While the government hopes the fence will redirect refugees to official border checkpoints, experts say the measure is counter-productive.

“Introducing barriers, like fences or other deterrents, may lead people to undertake more dangerous crossings and further place the refugees at the mercy of smugglers, ” said Adrian Edwards of the UNHCR, the UN’s refugee agency.

Other similar initiatives have not succeeded. Greece completed a heavily-guarded 10.5-kilometre-long barbed-wire fence in 2012, but smugglers have focused their activities on Bulgaria after the Greek fence was built.

“It seems there will be a competition between the walls in Bulgaria and Greece,” says Tihomir Bezlov of the Study of Democracy Centre in Sofia.

"The main problem, as the experience with other borders shows, is that a wall cannot stop people who are ready to do anything in order to cross borders," Bezlov added.

Nationalists demand expulsions

Syrian refugees face not only poor living conditions in Bulgaria, but also xenophobia. The mass influx of migrants has triggered a wave of nationalistic fervour fuelled by the statements of nationalist politicians and right-wing media outlets.

There have been several protests against migrants in recent months. In the small city of Kazanluk, 230 kilometres east of Sofia, hundreds of people took the streets recently against alleged government plans to open a refugee camp there. Similar protests took place in Haskovo, where in the end a shelter was opened.

In November, in downtown Sofia, skinhead extremists beat up a Bulgarian Muslim who they misleadingly identified as a Syrian refugee. In the same month, several neo-Nazi factions, including the local branch of the international Blood and Honour skinhead network, formed the Nationalist Party of Bulgaria, dedicated to cleansing the country of “foreign and alien immigrant scum”.
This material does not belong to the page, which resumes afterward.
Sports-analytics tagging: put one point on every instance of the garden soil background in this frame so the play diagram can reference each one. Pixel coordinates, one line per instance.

A poll conducted in late September showed that 60 per cent of Bulgarians were afraid the criminality is to increase, while Syrian refugees were seen as a threat to national security. A new poll, in last December, showed that 62.2 per cent of Bulgarians do not want any more refugees coming to the country.

Verbal attacks have also come from politicians and right-wing media. In television appearances, Ataka Party MP Magdalena Tasheva has frequently called “cannibals” and “Islamic fundamentalists”, predicting they would soon “start raping and chopping heads off”.

At rallies in November, supporters of ultra-nationalist parties Ataka and VMRO called for the expulsion of immigrants and the closing of country’s borders.

“This extreme hate speech triggers xenophobia and poisons the environment for the refugees by spreading stereotypes,” the Bulgarian Helsinki Committee human-rights group said in a statement.

The Committee last month made a complaint to the Sofia prosecutor’s office against a VMRO leader for his critical speeches about refugees.

But the anti-immigration mood in Bulgarian society has not met with strong opposition.

Only around 200 people attended a candlelight vigil in Sofia in support of refugees’ rights. A few hundred more volunteered to help the delivery of food and clothes to refugee camps.

In the meantime, the Syrian refugees are facing a harsh winter. Their ordeal is to continue as the registration of their asylum claims can take up to a year. They have the right to stay in the dilapidated centres until their asylum cases are heard and possibly appealed, which can take up to three years.

Photos by Georgi Totev
Desislava Koleva is a Bulgarian journalist based in Sofia. This article was produced as part of a project funded by the Black Sea Trust for Regional Cooperation.